入り口の大きな石門の前には、うっすらと青白い光の膜が張られている。
「普通のダンジョンは、不法侵入を防ぐために出入り口にバリアが張ってあるらしいけど。ここも御多分に洩れず、って感じだね」
私がハンドルを握りながら独り言を漏らした、その時だった。
『ふはははは! よくぞ参った、導かれし者たちよ!』
突然、車内全体に響き渡るような、やけに尊大な声が聞こえてきた。
どこから聞こえるのか、スピーカーを通したような、それでいて直接脳内に響くような不思議な感覚。
「な、何この声!?」
「きゅいきゅいーっ!」
ソーちゃんが驚いて私の頭にしがみつき、テンコもふさふさの尻尾を逆立てて周囲を警戒する。
『ふははは、驚くことはない。我こそは「真理」。この地の守り神的サムシングであーる!』
「真理……? 守り神的サムシング?」
私は露骨に嫌そうな顔をして、ガックリと項垂れた。
名前からして胡散臭いし、語尾の「あーる」が絶望的に怪しさを加速させている。
『はぁ……。それで、そのサムシング様が私たちに何の用?』
『ふむ。殊勝な態度ではないか。特別に任務を与えよう。実はな、我はこのダンジョンの最奥に閉じ込められておるのだ。我を解放してほしい。その暁には、攻略のアドバイスを色々してあげまっする!』
「……あやしすぎでしょ。誰が助けるか」
私は即座にアクセルを踏み込もうとした。
見ず知らずの、自称神様なんてろくなもんじゃない。
だいたい「アドバイスしてあげまっする」とか言っている奴が、まともな神のわけがない。
『わわわっ、ちょっと待て! ガイド、ガイド欲しくねーすか!? このダンジョン、結構複雑だぞ!?』
「いらん。私には【鑑定】スキルがあるから、道順もギミックも全部自分でわかるし」
『わわわわ……まってー! お願い助けてー! もう何百年も一人で寂しいのー! 誰も来てくれないのー!』
さっきまでの尊大な態度はどこへやら、声の主は泣き落としにかかってきた。
必死すぎて、もはや威厳の欠片もない。
「…………」
ふと隣を見ると、人間姿のキャンピーが、潤んだ瞳でじーっと私を見つめていた。
小首を傾げ、服の裾をギュッと掴んでくる。
どうやら、あまりの必死さに同情してしまったらしい。
「……わかった、わかったよ。
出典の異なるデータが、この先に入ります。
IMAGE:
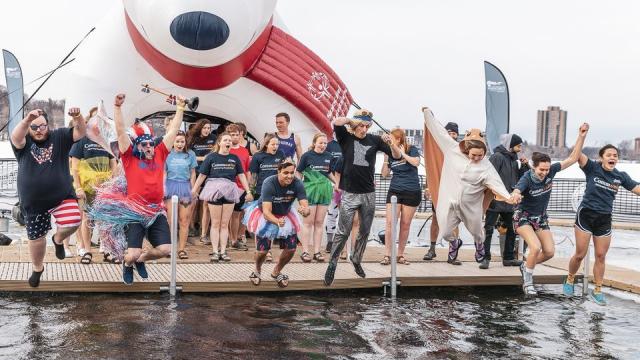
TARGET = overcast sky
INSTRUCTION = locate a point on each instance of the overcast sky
(396, 56)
そんな目で見ないで」
私は観念して、大きく両手を挙げてのけぞった。
相棒にこんな顔をされては、断れるわけがない。
『わーい! 話がわかるではないか! 恩に着るぞ、キャンピングカー聖女!』
「キャンピングカー聖女って言うな! ……はぁ、行くよ、野郎ども!」
私の号令と共に、キャンピーがバリアを突き抜けて神殿の中へと走り出した。
謎の自称神様「真理」を救出するため、私たちは得体の知れないダンジョンへと足を踏み入れたのだった。